Es finden sich bereits etliche Beispiele dafür, dass es eine solche sogenannte Netzcommunity im weitesten Sinne gibt und sie sich munter fortentwickelt. Auf der Seite anti-literatur.de finden sich Ausführungen zu Thomas Bernhards „Holzfällen“, auf der Seite bonaventura.musagetes.de setzt man sich mit Émile Zolas „Germinal“ auseinander, bei buchkontakte.de mit Joseph Roths „Radetzkymarsch“ und auf kunstblogbuch.de mit W.G. Sebalds „Austerlitz“. Unter solchen Websites, die bisweilen versprechen, hier treffe man auf „die ernste, geistvolle Literatur, nicht jedoch die öde Massenliteratur“ (http://www.versalia.de/impressum.php), finden sich auch solche, die weiter nichts über ihre Ziele und Inhalte verraten und sich nur durch Rezensionen namhafter Werke outen. Über die Qualität ist aber, bloß weil man in der Leiste oben „Klassiker“ anklicken kann, noch nichts gesagt. Je nach Befähigung der praktizierenden Kritiker schwankt die Art der Besprechung ganz erheblich zwischen lesenswert und nervtötend. Inspiziert man die Kommentare zu einem Beitrag etwas genauer, wird schnell deutlich, dass selbst (oder vielleicht gerade) bei ambitionierten Besprechungen keine Diskussion zustande kommt. Auch bei ausgewiesenen virtuellen Lesezirkeln, denen man auf readme.cc beitreten kann, dem Selbstverständnis nach eine Art virtueller Bibliothekszusammenschluss, scheint man zwar gute Bücher zu lesen, kaum aber zu diskutieren.

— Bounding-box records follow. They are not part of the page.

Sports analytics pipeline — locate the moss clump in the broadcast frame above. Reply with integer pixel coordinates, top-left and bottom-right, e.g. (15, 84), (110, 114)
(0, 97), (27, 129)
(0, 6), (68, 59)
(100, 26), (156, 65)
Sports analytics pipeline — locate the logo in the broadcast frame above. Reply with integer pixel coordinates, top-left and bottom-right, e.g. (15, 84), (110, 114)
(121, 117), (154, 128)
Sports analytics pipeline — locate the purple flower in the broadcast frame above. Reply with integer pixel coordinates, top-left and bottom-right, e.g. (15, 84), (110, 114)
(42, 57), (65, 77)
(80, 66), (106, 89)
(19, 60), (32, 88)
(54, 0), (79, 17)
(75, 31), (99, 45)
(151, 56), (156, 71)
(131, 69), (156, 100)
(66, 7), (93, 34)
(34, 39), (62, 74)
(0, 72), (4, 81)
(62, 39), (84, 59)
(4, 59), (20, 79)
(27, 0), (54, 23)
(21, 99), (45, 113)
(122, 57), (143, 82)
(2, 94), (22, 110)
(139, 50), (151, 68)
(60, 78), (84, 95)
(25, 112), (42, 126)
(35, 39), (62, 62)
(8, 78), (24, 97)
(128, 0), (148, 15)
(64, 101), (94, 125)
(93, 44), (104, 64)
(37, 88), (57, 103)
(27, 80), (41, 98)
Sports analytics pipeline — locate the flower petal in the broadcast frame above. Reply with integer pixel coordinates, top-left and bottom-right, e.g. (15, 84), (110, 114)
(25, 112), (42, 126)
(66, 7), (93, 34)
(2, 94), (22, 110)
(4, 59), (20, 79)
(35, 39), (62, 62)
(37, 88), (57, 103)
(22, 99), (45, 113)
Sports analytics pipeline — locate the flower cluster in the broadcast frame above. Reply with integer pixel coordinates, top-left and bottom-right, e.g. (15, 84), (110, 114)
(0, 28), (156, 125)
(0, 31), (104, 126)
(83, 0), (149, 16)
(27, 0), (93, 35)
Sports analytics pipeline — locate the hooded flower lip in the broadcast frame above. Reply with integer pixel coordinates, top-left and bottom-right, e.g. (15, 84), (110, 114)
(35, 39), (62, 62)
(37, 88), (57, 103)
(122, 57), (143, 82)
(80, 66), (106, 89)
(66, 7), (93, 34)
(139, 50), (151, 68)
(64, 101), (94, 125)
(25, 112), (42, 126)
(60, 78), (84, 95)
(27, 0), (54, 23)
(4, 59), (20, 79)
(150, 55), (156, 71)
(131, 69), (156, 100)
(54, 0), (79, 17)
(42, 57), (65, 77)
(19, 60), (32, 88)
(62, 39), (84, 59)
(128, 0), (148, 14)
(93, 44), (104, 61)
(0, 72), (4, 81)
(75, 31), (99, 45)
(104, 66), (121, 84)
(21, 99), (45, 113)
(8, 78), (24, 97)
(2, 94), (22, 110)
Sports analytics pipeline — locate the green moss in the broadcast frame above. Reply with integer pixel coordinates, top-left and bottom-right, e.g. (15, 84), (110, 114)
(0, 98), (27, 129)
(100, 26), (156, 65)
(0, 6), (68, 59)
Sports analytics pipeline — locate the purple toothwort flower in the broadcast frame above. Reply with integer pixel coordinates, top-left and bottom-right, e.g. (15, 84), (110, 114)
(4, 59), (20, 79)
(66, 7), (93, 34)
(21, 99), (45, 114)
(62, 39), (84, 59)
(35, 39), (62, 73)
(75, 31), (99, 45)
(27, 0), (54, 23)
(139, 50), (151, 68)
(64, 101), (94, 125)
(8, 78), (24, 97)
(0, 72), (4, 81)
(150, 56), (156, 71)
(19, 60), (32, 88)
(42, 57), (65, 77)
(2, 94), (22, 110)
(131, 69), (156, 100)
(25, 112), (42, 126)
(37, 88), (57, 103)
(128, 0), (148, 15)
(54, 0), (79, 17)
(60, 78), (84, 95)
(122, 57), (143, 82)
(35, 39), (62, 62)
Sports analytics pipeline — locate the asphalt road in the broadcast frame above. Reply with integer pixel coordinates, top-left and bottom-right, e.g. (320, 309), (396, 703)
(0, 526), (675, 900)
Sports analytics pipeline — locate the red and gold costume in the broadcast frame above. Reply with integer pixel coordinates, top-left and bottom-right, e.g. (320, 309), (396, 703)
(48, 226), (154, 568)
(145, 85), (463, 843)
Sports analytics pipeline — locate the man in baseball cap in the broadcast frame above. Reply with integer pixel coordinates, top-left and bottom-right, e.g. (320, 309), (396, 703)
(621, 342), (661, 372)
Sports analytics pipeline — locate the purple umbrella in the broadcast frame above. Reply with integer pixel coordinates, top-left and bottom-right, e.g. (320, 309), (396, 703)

Dennoch bleibt festzustellen, dass es sie gibt, die Leserschaft kanonisierter Literatur, und dies außerhalb von Schule und Universität. Gelingt es also mit Hilfe des Internets, die akademisch elitär umzingelten Literaturschätze zu heben und eine Re-Lektüre bei einigen Schulgeschädigten anzuregen? Doch halt: Bei genauerer Betrachtung fällt bald auf, dass auch im pluralistischen, milieuhürdenfreien Internet dieser freie Zugang nicht hält, was er zu versprechen scheint. Wer hier für wen schreibt, regelt sich quasi von selbst – mit dem Ergebnis, die Bildungsklassengesellschaft weit häufiger zu reproduzieren als sie aufzubrechen. Die Damen und öfter noch Herren, die sich zu Wort melden, um uns von ihren Erlebnissen und Erkenntnissen aus der hohen Literatur zu berichten, scheinen zu einem Gutteil selbst mit akademischen Weihen versehen oder Künstler und Literaten zu sein. Man bleibt auch im Netz in Fragen der Produktion und Rezeption mehr oder minder unter seinesgleichen. Es scheint sich zu wiederholen, was schon für Leihbüchereien galt: dass alle hin können, aber nicht alle wollen. Und dass der Zugang zu den Sprachen der Literatur weit früher gelegt sein will und keineswegs vom faktischen Zugang zu den Ressourcen abhängt.

Adieu, Karoline-von-Günderode-für-alle-und-zwar-umsonst? Adieu, Harlem-Renaissance in proletarischen Wohnstuben? Das wäre ein allzu defätistischer Abgang. Glücklicherweise sind die sozialen Grenzen nicht gar so fest in Stein gemeißelt und zudem ist die Lektüre von klassischer Literatur an sich noch kein Garant für ein aufgeklärtes Subjekt. Besprechungen von kanonisierter Literatur, zumal im Internet, bewegen sich in der Grauzone zwischen Literaturwissenschaft und Unterhaltungsmedien und erhöhen somit durchaus die Chance, dass jemand, der einmal über sie stolpert, sich festliest und ein Vergnügen kennenlernt, das ihm bisher versagt war. Sich von solchen Besprechungen die Überwindung der Klassengesellschaft zu erhoffen, wäre allerdings verfehlt.